Já o primeiro-ministro é uma espécie de mito em construção. A ex-heterónima de Belém do jornal Expresso escreveu esta semana que “o rural vai durar”, porque conseguiu “anular ressentimentos de grupos sociais decisivos” e, mais importante, “foca-se no rumo que traçou e dá pouca confiança”. Se Montenegro “dá pouca confiança” a Marcelo, é compreensível, visto que não se deve permitir grande familiaridade a quem não é confiável. É preferível a fria cortesia do formalismo.
Desprovido de carisma, fiel à avareza da palavra, fixado na reconciliação com parcelas do eleitorado que o austero sentido de estado do passismo alienou, o primeiro-ministro procura construir a gravitas a partir de um compósito de propaganda, subsídios, gestão de silêncio e aparições cirúrgicas. É neste contexto que se situa a sua deslocação ao local da queda de um helicóptero no rio Douro.

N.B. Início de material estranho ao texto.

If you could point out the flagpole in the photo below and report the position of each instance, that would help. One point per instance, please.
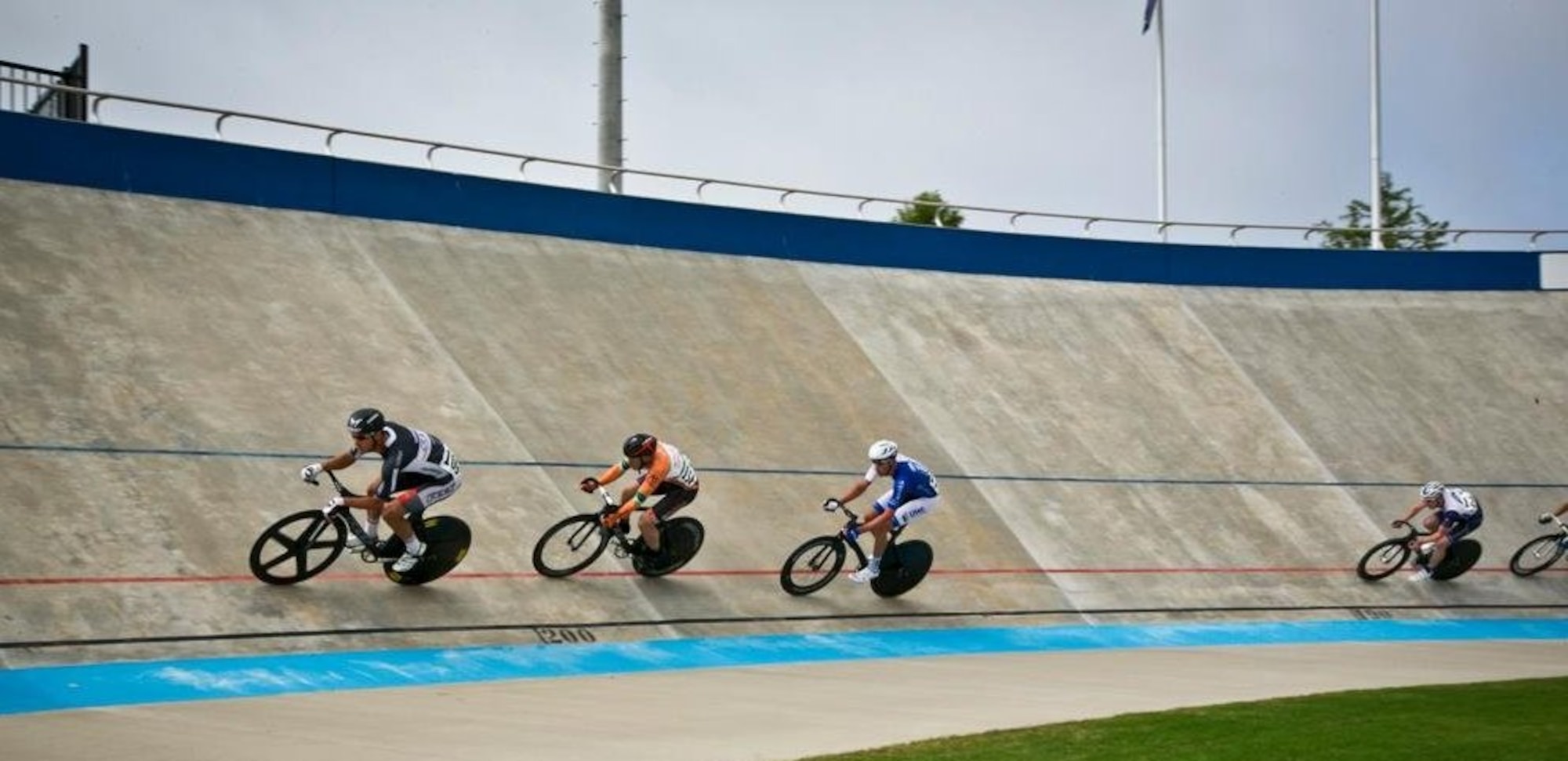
(1160, 105)
(1377, 133)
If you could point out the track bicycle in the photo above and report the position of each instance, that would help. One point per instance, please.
(1536, 555)
(307, 542)
(576, 542)
(818, 561)
(1390, 555)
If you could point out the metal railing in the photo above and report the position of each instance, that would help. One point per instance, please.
(32, 89)
(1003, 219)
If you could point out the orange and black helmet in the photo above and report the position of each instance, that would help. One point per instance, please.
(639, 445)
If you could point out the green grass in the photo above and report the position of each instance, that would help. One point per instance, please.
(1503, 721)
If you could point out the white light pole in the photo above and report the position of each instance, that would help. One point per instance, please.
(1377, 136)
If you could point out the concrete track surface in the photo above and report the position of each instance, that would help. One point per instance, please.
(1108, 453)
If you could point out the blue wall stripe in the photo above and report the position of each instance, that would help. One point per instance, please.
(56, 688)
(92, 155)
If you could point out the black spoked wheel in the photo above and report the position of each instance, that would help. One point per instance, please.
(1537, 555)
(813, 566)
(1459, 560)
(570, 545)
(297, 547)
(446, 545)
(681, 539)
(904, 569)
(1384, 560)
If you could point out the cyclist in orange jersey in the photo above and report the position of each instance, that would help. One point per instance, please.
(661, 470)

Se a sua presença seria compreensível, dado o cargo que desempenha, já o mesmo não se pode dizer do passeio de lancha no rio, com o segurança/fotógrafo à ilharga, porque “quis estar pessoalmente com os mergulhadores que estavam a desempenhar uma missão muito perigosa e a colocar a vida em perigo”. É possível que, toldado pela emoção, o primeiro-ministro tenha revivido a sua vocação de nadador-salvador, mas isso não disfarça a inutilidade do gesto e a desconfortável suspeita de que assistimos a um evento mediático susceptível de originar um registo fotográfico lisonjeiro. Além do mais, parece-me evidente que para que a solidariedade com os operacionais no terreno fosse plena, Montenegro deveria ter mergulhado e não embarcado num minicruzeiro. No plano dos gestos simbólicos, um mergulho subaquático de Montenegro no rio Douro arrasaria o lúdico mergulho de Marcelo no Tejo.